Four steps to raising efficiency and reducing costs
5G is an exciting development. However, it also introduces a number of new challenges that will affect the entire transport network, such as the huge growth in mobile data traffic, the increased densification of base stations and access points, strict latency requirements and a multitude of vertical use cases. This will require additional capacity and connectivity as well as better synchronization and improved security.
Against this backdrop, service providers are also faced with flat revenues, meaning costs must be cut. Operational expenditure, in particular, is by far the largest proportion of their costs. Given this scenario, it’s clear that automation will be crucial to profitably delivering the 5G network and services customers expect while remaining competitive.
At Juniper Networks, we believe that network automation is a multiphase journey that leads to our vision of the future – the Self-Driving Network. We were delighted to be invited to speak at the Ericsson 5G Transport Summit 2019, where Kireeti Kompella, CTO – Engineering at Juniper, described each phase.
As the name implies, human-driven automation is where automation supports network operators and administrators and enables them to be more efficient.

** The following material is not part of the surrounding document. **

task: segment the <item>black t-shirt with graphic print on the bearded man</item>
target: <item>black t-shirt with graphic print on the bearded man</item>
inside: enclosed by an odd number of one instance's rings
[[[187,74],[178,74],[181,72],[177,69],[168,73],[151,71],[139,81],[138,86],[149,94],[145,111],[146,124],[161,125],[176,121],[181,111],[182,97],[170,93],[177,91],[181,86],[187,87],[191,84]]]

For example, network slicing is a practical way for service providers to deliver new services that each have their own requirements in terms of performance and functionality. Using network slicing, service providers can deliver defined services that include all the required resources configured together.

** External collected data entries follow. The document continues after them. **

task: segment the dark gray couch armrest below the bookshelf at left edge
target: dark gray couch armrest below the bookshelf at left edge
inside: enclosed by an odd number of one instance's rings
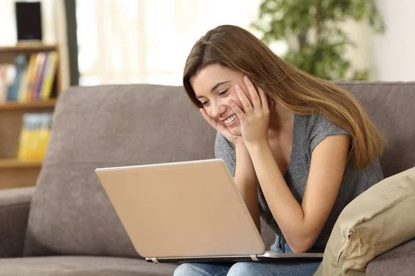
[[[0,258],[21,257],[35,187],[0,190]]]

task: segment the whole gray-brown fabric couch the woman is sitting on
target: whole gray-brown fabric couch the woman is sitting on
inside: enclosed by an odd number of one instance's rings
[[[338,84],[389,140],[385,177],[414,167],[415,83]],[[66,90],[36,188],[0,190],[0,275],[172,275],[176,264],[137,255],[94,169],[210,159],[214,137],[181,87]],[[275,236],[262,228],[270,246]],[[410,259],[414,240],[376,257],[367,275],[409,275]]]

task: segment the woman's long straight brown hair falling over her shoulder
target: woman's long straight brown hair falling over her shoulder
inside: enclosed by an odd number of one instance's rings
[[[190,78],[213,63],[248,75],[255,86],[291,112],[322,114],[347,130],[353,139],[350,157],[354,168],[366,168],[382,154],[382,137],[353,95],[286,63],[257,37],[237,26],[210,30],[196,41],[187,57],[183,86],[197,108],[201,108],[201,102],[195,97]]]

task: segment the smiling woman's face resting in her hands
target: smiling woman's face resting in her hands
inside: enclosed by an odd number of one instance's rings
[[[244,76],[242,72],[231,70],[219,64],[212,64],[190,78],[190,84],[196,98],[201,101],[208,115],[228,127],[232,135],[241,135],[241,124],[228,101],[232,99],[237,106],[243,108],[235,91],[237,84],[250,99],[243,82]]]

Automatic provisioning, quality of service, traffic engineering and control can each be used to manage the network slices more effectively.
The number of devices connected to 5G networks is predicted to explode as companies embrace the Internet of Things (IoT). However, due to their often-limited security capabilities, IoT devices are often targeted by hackers to launch large-scale Distributed Denial of Service (DDoS) attacks.
Event-driven automation that incorporates threat behavior analytics, advanced malware detection and one touch mitigation – based on real-time telemetry data and rules-based actions – can be used to minimize the risk of an attack being successful.
Machine learning algorithms offer the opportunity for networks to monitor their own health. Pre-programmed machines can be used to make decisions and drive network changes, with decisions referred to humans in specific instances.
For example, by receiving telemetry data from all network nodes, a health robot can establish where a link is malfunctioning – or not working efficiently – and send the data to a WAN controller, which can then reroute traffic to bypass the link.
By combining machine learning with closed loop operations, the Self-Driving Network becomes a reality. At Juniper, the Self-Driving Network is an autonomous network that’s programmed to independently carry out intentions.
Based on deep learning algorithms and correlated with historical and real-time network and non-network information autonomous networks will self-configure, monitor, manage, correct, defend and analyze, all with very little human intervention. Rather than managing the network, humans will design and monitor the algorithms, freeing up time for innovation.
With these four steps, service providers can progressively automate their 5G transport networks, driving greater efficiency, lower costs and increased profitability.
Juniper sees this journey as a series of continuous enhancements to infrastructure and software that enable service operators to transform from managing individual devices to automating the full operational lifecycle with one integrated software suite, simplifying the design, implementation and operations of the network.